Can that earring pay for his funeral? (Photo: David Goehring/CC BY 2.0)

Avast! Can any one of you scurvy dogs tell me if this earring matches this bandana? While pirates have a reputation for crime and cruelty, they are also known to be flamboyant dressers, if most depictions in popular culture can be believed. And there’s one essential accessory sported by everyone from Jack Sparrow to Captain Morgan: the gold hoop earring. 

When exactly men of the sea began to put rings in their ears is anyone’s guess, but there are a handful of legends that claim to explain the fashion. The most popular myth behind the jewelry trend is that sailors would wear gold and silver earrings so that no matter where they died, they would be adorned with a way to pay for their burial. Since gold and silver were accepted forms of payment just about everywhere in the world, having a hunk of it stuck in your ear where it won’t wash away at sea was a pretty solid insurance policy. 

(Photo: Howard Pyle/Public Domain)

There does seem to be some truth to this myth, says pirate historian Gail Selinger. “If you were a pirate or a thief, you were never buried. But if you’re on land and you die, then you have the money for your own burial, “ she says of the earrings. And it wasn’t just earrings that pirates wore to show off their wealth. During the golden age of piracy, pirates were known to drill holes in coins and wear them like necklaces and bracelets. “They’d wear it on their wrist, or around their neck, so that no one could steal their purse. [Archeologists] found quite a few of those [pieces of money jewelry]. So it’s not just a myth,” says Selinger. How widespread the practice was, however, is unknown.

In addition to their possible role as a down payment on a burial, earrings and jewelry were objects of rebellion. During the height of piracy in the 17th and 18th centuries, much of Europe, and especially England, had a number of sumptuary laws in place that regulated what the common people could wear and how they could live. “It was a legal way for the ruling class to separate themselves from commoners, by regulating what they wore, what they could drink, where they could live,” says Selinger.

The stifling laws prescribed things down to what colors people could wear, what genders could sport jewelry—men weren’t allowed—and where they could show off the approved things they could afford. Those who refused to obey these laws could face jail time or heavy monetary fines. Unsurprisingly, this culture of control didn’t really gel with the freewheeling lives of pirates. “Pirates basically gave [these laws] a, ‘to hell with you!’ The mindset was, ‘I no longer allow you to tell me what I can and cannot do,’” says Selinger.    

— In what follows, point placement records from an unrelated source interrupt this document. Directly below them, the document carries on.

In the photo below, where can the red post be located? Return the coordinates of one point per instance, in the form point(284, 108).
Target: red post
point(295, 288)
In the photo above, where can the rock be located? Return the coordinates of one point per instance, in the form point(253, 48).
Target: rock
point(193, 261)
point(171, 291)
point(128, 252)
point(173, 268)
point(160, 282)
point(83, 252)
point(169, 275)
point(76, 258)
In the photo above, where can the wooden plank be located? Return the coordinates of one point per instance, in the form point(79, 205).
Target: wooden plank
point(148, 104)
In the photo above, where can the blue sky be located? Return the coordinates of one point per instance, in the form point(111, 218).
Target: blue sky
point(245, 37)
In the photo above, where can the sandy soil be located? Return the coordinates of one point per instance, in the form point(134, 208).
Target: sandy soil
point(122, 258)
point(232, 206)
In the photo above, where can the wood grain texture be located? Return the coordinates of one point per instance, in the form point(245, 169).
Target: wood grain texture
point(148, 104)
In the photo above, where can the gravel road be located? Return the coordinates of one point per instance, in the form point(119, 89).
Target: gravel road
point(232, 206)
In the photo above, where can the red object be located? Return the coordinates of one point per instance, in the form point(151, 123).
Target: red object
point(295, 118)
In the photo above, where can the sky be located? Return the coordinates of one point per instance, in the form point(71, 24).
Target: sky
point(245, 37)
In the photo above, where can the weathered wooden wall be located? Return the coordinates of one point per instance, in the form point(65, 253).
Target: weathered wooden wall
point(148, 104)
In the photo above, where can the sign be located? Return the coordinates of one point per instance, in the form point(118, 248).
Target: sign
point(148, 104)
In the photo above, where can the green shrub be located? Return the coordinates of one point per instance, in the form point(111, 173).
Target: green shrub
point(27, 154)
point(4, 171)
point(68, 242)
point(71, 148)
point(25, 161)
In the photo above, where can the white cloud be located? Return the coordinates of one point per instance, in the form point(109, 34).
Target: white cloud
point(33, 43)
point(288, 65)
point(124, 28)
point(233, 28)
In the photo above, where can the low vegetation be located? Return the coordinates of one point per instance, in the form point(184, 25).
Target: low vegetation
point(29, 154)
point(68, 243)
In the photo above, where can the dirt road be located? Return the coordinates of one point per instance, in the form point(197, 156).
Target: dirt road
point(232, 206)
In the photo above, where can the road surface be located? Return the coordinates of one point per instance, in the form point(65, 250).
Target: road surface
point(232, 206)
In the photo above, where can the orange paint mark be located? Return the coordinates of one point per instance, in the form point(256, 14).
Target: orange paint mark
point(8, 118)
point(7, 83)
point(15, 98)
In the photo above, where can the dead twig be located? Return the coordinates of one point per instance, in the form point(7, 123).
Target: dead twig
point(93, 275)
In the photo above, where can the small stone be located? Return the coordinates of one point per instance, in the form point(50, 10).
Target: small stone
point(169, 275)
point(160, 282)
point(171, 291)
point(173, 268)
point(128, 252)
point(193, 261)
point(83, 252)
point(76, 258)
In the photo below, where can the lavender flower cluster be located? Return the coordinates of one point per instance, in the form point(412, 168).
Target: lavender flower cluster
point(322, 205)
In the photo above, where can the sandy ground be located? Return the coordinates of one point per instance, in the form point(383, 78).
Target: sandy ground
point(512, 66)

(Photo: Howard Pyle/Public Domain)

According to Selinger, the flamboyant dress that came to be associated with historic pirates was a direct response to these sumptuary laws. “Especially going into town, they would wear clothes that they had stolen or purchased in the town, and then wear them, essentially saying, ‘Here I am, what’re you gonna do about it?’ So, the earrings represented [flouting] these laws.”

However, without a great deal of concrete evidence of what pirates actually wore, and the thinking behind their outfits, not everyone is convinced that pirates’ iconic earrings were ever really a thing. “Pirates didn’t really wear earrings at all—or bandanas,” says Angus Konstam, author of Pirate: The Golden Age. “Both were the invention of the late 19th-century American artist Howard Pyle. When he was asked to depict pirates for children’s books, he based them on drawings he’d made of Spanish peasants and bandits. So, his pirates wore sashes around their waists, headscarves… and earrings.” As Konstam points out, Pyle is often credited with popularizing what is today considered stereotypical pirate dress, and our continued depiction of pirates wearing earrings is likely thanks to his work.

Whether it’s a myth based on some truth, or a truth surrounded by myth, swashbuckling seafarer and their earrings are now inextricably linked. Even hundreds of years later, you can’t separate a pirate from their treasures.